Lawrence Person's BattleSwarm Blog 9/22/2019

The Decline and Fall of Yale

This is long, detailed, and interesting piece on the rapid surrender of intellectual freedom at Yale to social justice warrior radicals. It’s a sad, scathing indictment not only of how elite higher education can no longer defend itself or Western civilization, but of how social justice warrior ideology makes our elites feel less responsibility for leading the nation properly than ever before.

    How would a university with vision act when such cultural institutions come under attack? In Yale’s case, several students began to agitate that the term “Master” had problematic racial connotations. In other words, “Master” was also what African-American slaves called their owners. In the case of authentic individual tensions—if a student had a difficult background where they had been forced to use the term—perhaps the university would find a reasonable resolution to make the student comfortable. But in the case of broader misunderstanding, perhaps it would be better to educate the students about their academic heritage. The administration could have explained that this term has nothing to do with slavery in America and actually derives from a rich history that makes Yale unique.

    What actually happened? After some debate, the title was quickly changed to “head of college.” The suspicion is that this was done to appease the student body as a compromise for not changing the name of a dormitory. In the end, the compromise was rejected, a large number of students took to the streets, and both were changed.

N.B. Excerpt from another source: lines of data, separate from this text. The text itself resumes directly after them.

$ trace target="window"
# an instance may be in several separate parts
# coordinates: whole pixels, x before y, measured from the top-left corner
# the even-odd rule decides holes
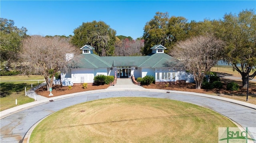
[[[83,50],[83,53],[89,53],[89,50]]]
[[[171,72],[168,72],[168,79],[171,79]]]
[[[163,53],[163,49],[158,49],[157,50],[157,52],[158,53]]]
[[[175,79],[176,75],[176,72],[172,72],[172,79]]]

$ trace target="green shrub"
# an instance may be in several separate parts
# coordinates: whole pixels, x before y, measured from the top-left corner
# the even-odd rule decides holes
[[[212,82],[212,85],[214,88],[221,89],[222,88],[223,84],[219,81],[215,81]]]
[[[140,77],[139,77],[138,78],[137,78],[137,79],[136,79],[136,81],[137,81],[138,82],[141,82],[141,80],[142,80],[142,78],[141,78]]]
[[[83,84],[83,87],[85,89],[85,88],[87,88],[87,86],[88,86],[88,84],[87,83],[84,83]]]
[[[106,76],[106,80],[105,80],[105,84],[109,84],[110,83],[114,81],[114,76]]]
[[[236,82],[229,82],[227,85],[227,89],[231,91],[238,91],[239,90],[239,86]]]
[[[93,79],[94,83],[96,85],[104,85],[106,76],[104,74],[97,74]]]
[[[210,76],[210,82],[213,83],[216,81],[220,81],[220,78],[217,76]]]
[[[202,88],[204,89],[212,89],[214,88],[214,86],[212,83],[204,81],[202,83]]]
[[[143,84],[150,85],[154,81],[155,78],[153,76],[146,75],[142,78],[141,83]]]

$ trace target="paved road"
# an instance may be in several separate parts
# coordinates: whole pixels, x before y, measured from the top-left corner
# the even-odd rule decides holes
[[[2,119],[1,143],[20,143],[34,125],[45,117],[60,109],[87,101],[112,97],[145,97],[182,101],[212,109],[231,119],[242,127],[256,127],[256,110],[230,102],[195,95],[166,92],[113,91],[79,94],[56,99],[23,110]],[[161,90],[158,90],[161,91]],[[254,133],[256,138],[256,133]]]
[[[223,75],[221,75],[220,74],[218,74],[218,76],[219,77],[222,77],[223,78],[231,79],[237,79],[237,80],[242,80],[242,78],[241,77],[232,76],[223,76]],[[251,80],[249,80],[249,82],[251,81],[252,81],[254,82],[256,82],[256,79],[254,78]]]

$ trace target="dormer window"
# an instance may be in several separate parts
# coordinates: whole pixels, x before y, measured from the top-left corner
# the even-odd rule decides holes
[[[95,49],[94,48],[88,45],[86,45],[80,48],[80,50],[82,50],[83,54],[92,54],[93,53],[93,50]]]
[[[156,45],[150,48],[152,49],[152,53],[164,53],[164,51],[166,49],[162,45]]]
[[[89,53],[89,50],[83,50],[83,53]]]

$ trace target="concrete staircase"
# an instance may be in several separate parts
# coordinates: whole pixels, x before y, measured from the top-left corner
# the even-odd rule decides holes
[[[133,84],[133,83],[130,78],[118,78],[116,80],[116,84]]]

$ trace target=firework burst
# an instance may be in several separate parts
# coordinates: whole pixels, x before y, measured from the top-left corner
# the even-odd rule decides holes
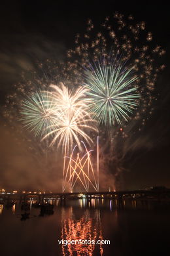
[[[90,108],[99,123],[112,125],[128,121],[137,105],[134,84],[136,77],[131,75],[133,68],[126,68],[115,61],[106,64],[98,60],[85,72],[87,95],[91,98]]]
[[[50,132],[50,127],[55,123],[56,113],[54,97],[48,91],[32,94],[23,101],[21,114],[25,127],[35,136],[46,135]]]
[[[22,119],[26,127],[42,140],[52,137],[50,145],[56,142],[65,152],[73,147],[74,141],[81,149],[80,138],[90,144],[88,131],[97,130],[85,104],[87,89],[80,87],[71,93],[63,84],[61,88],[51,87],[54,91],[36,93],[24,101]]]

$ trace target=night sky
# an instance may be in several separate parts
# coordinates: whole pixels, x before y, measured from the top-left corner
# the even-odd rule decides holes
[[[159,74],[156,82],[158,100],[153,102],[154,113],[138,135],[139,137],[146,140],[146,144],[143,143],[141,148],[138,146],[133,153],[127,155],[124,162],[126,170],[122,174],[120,188],[144,188],[150,186],[170,187],[169,8],[168,5],[155,4],[124,6],[122,3],[118,5],[112,1],[103,1],[101,4],[97,1],[92,3],[88,4],[86,1],[82,1],[75,4],[72,1],[71,5],[67,1],[61,5],[57,1],[43,3],[41,1],[16,1],[2,5],[0,15],[1,108],[3,109],[6,96],[13,90],[14,84],[19,83],[22,72],[34,68],[37,60],[62,60],[67,49],[74,46],[75,35],[85,31],[88,18],[99,24],[105,16],[111,16],[115,11],[126,15],[132,14],[137,22],[144,20],[146,22],[147,30],[153,32],[155,44],[161,45],[165,49],[163,61],[166,68]],[[26,160],[22,154],[25,148],[23,149],[22,146],[18,148],[14,140],[10,139],[10,133],[7,135],[7,130],[9,130],[8,126],[4,126],[7,122],[3,116],[1,116],[0,188],[38,187],[54,190],[56,177],[52,173],[49,176],[46,173],[36,172],[36,168],[31,171],[26,166],[29,165],[29,160]],[[22,166],[19,171],[18,165]],[[111,173],[111,169],[109,171]]]

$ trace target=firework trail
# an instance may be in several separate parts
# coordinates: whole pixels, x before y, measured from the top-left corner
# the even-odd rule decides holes
[[[52,144],[56,142],[66,150],[69,144],[78,143],[80,137],[90,143],[92,131],[96,129],[95,123],[92,120],[92,117],[95,117],[99,124],[100,142],[103,146],[101,152],[105,158],[114,160],[126,156],[123,148],[129,150],[133,148],[134,133],[141,130],[153,112],[152,102],[156,98],[153,91],[158,74],[165,67],[159,60],[165,51],[160,45],[154,45],[152,34],[146,31],[145,22],[136,23],[131,15],[126,18],[116,12],[112,17],[106,17],[100,25],[97,32],[89,20],[84,35],[77,34],[75,47],[67,51],[67,62],[56,64],[48,60],[46,63],[39,64],[34,77],[16,85],[14,93],[8,96],[4,116],[14,126],[15,119],[20,119],[18,116],[21,101],[26,95],[32,95],[30,97],[33,103],[35,91],[49,92],[52,88],[50,89],[50,85],[63,81],[73,91],[71,93],[62,85],[60,88],[53,87],[53,96],[56,98],[55,95],[58,95],[58,106],[62,110],[59,110],[55,125],[50,123],[54,121],[53,118],[44,118],[39,122],[37,113],[37,127],[33,129],[35,123],[28,124],[26,120],[25,125],[37,135],[50,140]],[[101,63],[101,61],[106,63]],[[102,74],[106,75],[104,79]],[[118,79],[126,75],[124,82],[119,83]],[[110,83],[111,79],[115,79],[115,83]],[[80,89],[78,95],[82,93],[82,96],[77,100],[74,94],[76,95],[75,88],[79,85],[84,85],[84,87]],[[83,96],[83,91],[86,96]],[[109,93],[107,98],[110,98],[105,100],[107,92]],[[105,100],[105,104],[97,101],[99,96],[102,98],[101,102]],[[95,104],[90,102],[90,98],[96,100]],[[67,102],[64,107],[62,100]],[[74,110],[71,110],[71,105]],[[45,104],[45,109],[46,106]],[[39,125],[43,127],[41,132]],[[126,143],[124,147],[125,141],[129,144]],[[120,170],[118,166],[117,169]]]

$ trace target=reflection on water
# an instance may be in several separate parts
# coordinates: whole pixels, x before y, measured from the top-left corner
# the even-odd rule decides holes
[[[86,209],[83,215],[76,219],[73,207],[62,208],[61,210],[61,240],[102,240],[102,231],[99,209],[95,209],[93,218],[90,210]],[[92,256],[95,244],[62,245],[63,255]],[[103,255],[102,245],[99,245],[98,255]]]
[[[1,202],[2,255],[167,255],[170,243],[168,202],[136,198],[82,198],[65,202],[46,198],[41,203],[42,206],[35,199]],[[58,242],[80,239],[109,240],[110,244],[64,245]]]

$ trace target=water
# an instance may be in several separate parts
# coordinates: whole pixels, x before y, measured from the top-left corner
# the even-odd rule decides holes
[[[35,202],[21,221],[21,205],[0,205],[0,251],[6,256],[169,255],[169,205],[92,199],[49,201],[54,213],[39,216]],[[29,212],[29,209],[27,209]],[[61,245],[58,240],[110,240],[110,245]]]

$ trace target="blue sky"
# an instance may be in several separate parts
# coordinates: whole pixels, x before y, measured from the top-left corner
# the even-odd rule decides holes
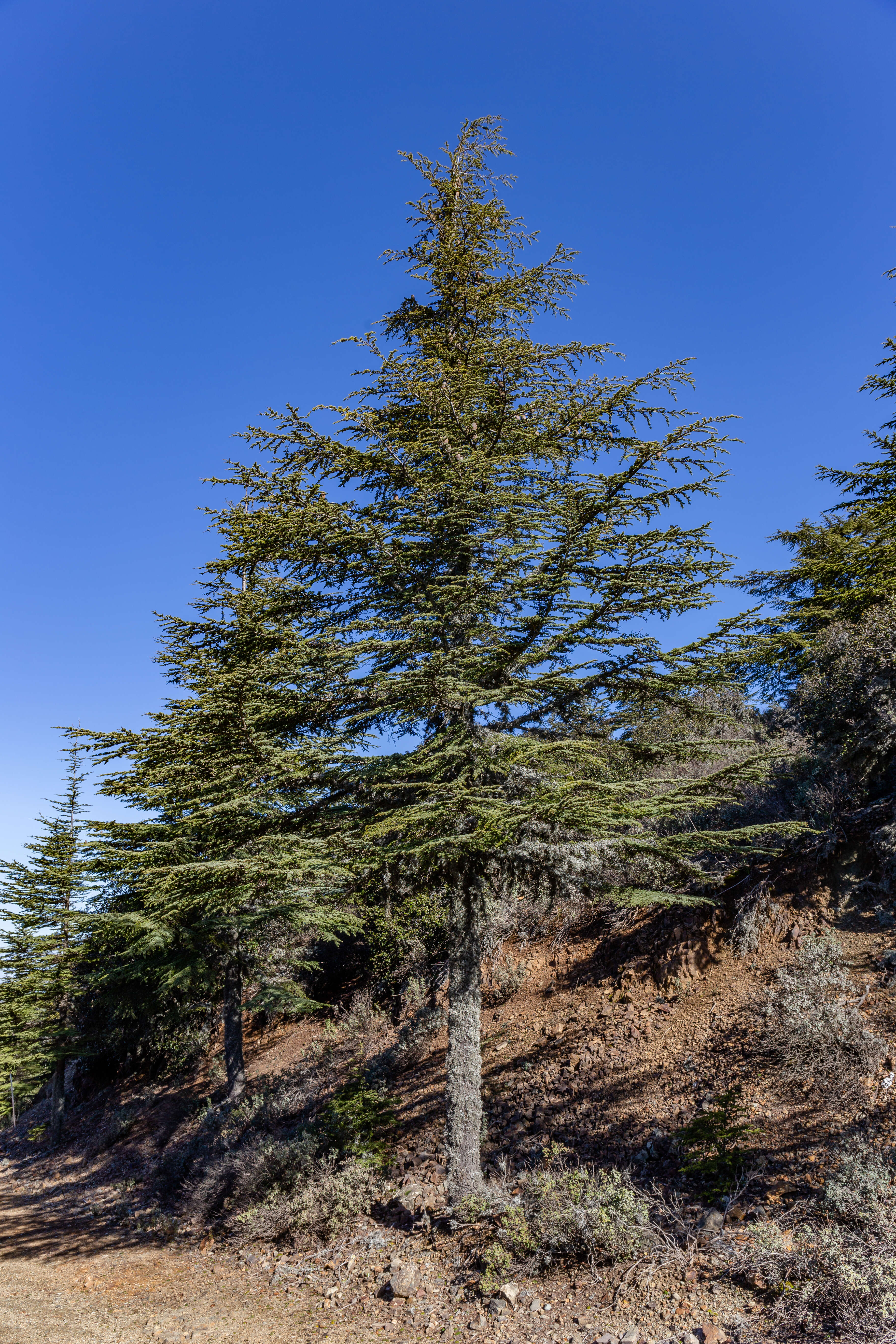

    But the appearance of bottom-up protest politics is always a bit of a false narrative. It would be one thing if the students were polled and a majority said they wanted the name changed, or some other process was used. At least the university could say that it was making decisions based on some objective democratic process, and wasn’t just being pushed around. But this is not what happened. No polls were taken. There was no authoritative process. The school said no for a few months, then caved. If the school were actually confident in its position to resist, it could have easily pushed back on the protests. Instead, it folded on demands from a small number of students willing to make noise. Either the university administrators are spectacularly spineless, or the protests just provided a convenient impetus and excuse to do something they already wanted. We can look at several more incidents and notice a similar trend.